The first action, I believe, is to be people of prayer and of study, because one cannot contemplate the wonder of God and remain as one was. When God touches us, we see differently. The blind man was the truly sighted one as those with physical sight only became even more blind. God’s presence makes a difference – if we see it. We learn to accept the gift of sight through our exploration of God’s Word and through prayer. The second action is to have prayer and study bear fruit in the daily living of life – by the way we go about living with family and friends, conducting our business, and reaching to others.

Let me conclude today with a story I came across that was told by and about Steven Covey. Covey is the author of the best selling book The Seven Habits of Highly Effective People and he tells of an experience that he had one Sunday morning in a New York Subway car.

People were sitting quietly. Some were reading newspapers, some were dozing, others were simply contemplating with their eyes closed. . .

A man and his children entered the car. The children were soon yelling back and forth, throwing things, even grabbing people’s newspapers. It was all very disturbing, and yet the father just sat there next to them and did nothing. It was not difficult to feel irritated. Steve could not believe the man could be so insensitive as to let his children run wild and do nothing about it. . .

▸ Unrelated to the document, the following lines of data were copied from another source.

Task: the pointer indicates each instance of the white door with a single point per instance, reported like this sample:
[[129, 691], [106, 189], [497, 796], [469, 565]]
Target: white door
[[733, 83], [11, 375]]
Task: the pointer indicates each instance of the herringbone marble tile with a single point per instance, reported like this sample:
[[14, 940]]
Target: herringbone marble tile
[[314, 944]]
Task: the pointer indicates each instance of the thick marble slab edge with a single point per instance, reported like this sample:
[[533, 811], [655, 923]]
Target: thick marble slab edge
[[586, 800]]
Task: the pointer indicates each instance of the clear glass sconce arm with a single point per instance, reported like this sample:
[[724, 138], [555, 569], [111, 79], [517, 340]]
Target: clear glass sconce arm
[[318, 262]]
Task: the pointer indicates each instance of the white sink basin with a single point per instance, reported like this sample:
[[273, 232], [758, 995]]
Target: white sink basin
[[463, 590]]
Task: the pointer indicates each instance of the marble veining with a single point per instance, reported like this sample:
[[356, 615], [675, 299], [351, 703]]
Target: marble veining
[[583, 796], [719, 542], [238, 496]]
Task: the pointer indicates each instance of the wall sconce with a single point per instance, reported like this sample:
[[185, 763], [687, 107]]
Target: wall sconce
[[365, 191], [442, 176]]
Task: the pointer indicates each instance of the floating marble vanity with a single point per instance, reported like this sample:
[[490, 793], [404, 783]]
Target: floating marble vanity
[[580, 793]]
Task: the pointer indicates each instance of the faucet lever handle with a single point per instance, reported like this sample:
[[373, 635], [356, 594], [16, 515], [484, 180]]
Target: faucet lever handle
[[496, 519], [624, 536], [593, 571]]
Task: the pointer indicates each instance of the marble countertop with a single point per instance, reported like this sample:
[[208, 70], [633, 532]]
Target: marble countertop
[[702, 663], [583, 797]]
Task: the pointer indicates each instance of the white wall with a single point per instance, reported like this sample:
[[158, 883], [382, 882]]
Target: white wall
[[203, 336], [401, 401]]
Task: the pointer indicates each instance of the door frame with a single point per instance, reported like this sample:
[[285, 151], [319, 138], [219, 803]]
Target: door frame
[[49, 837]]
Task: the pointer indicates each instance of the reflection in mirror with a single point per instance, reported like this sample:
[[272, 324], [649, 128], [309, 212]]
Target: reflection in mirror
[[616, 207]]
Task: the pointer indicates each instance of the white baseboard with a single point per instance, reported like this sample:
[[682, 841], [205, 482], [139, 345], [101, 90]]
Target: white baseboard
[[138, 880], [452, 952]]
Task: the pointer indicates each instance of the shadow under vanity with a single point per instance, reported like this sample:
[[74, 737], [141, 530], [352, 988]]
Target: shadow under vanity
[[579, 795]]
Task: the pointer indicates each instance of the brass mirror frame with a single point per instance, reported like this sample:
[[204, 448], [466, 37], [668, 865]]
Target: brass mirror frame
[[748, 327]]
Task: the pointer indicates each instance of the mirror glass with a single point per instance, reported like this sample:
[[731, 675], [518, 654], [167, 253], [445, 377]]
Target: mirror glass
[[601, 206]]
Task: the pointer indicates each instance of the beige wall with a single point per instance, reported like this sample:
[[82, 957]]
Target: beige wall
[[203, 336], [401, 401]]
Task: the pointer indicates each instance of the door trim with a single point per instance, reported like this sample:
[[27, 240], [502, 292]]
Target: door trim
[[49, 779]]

Steve said to the man, “Sir, your children are really disturbing a lot of people. I wonder if you couldn’t control them a little more?” The man lifted his gaze, as if coming into consciousness for the first time and said, “Oh, you’re right. I guess I should do something about it. We just came from the hospital where their mother died about an hour ago. I don’t know what to think, and I guess they don’t know how to handle it either.”

Steve says, “Can you imagine what I felt at that moment? Suddenly I saw things differently. Because I saw differently, I felt differently, I behaved differently. My irritation vanished. I didn’t have to worry about controlling my attitude or behavior. My heart was filled with this man’s pain. Feelings of compassion and sympathy flowed freely. “You’re wife just died? Oh, I’m so sorry! Can you tell me about it? What can I do to help?”

Nothing changed in that subway car. . .except a way of seeing it all and, with the seeing, a change of behavior.

[from Wm. J. Bausch A World of Stories for Preachers and Teachers 23rd Publications, 1998]

When Jesus invites us into the presence of God, when Jesus touches us with healing hands, when Jesus opens our eyes it makes a difference. We see now and if we see with those eyes that God gave us, then the world is a different place and we’re different people -- we have to be. Part of the problem with mainline Christianity for the last fifty years has been to admit that we see. We have been afraid to live as Christ has called us to live. And that means to be different and to make a difference. Churches and people and societies only change when people are different – that’s what our faith promises. That it will make us different from the inside out, even the way we see. The gift of sight, a healing touch, is offered to us so that we might be whole and the world around us might be perceived differently and touched by God through us. If we have been recipients of the gift of sight, if we have received “Amazing Grace,” it cannot stop there, it can’t stop there. To have been blind and now to see makes one have to make a difference – “I once was blind, but now, now I see.”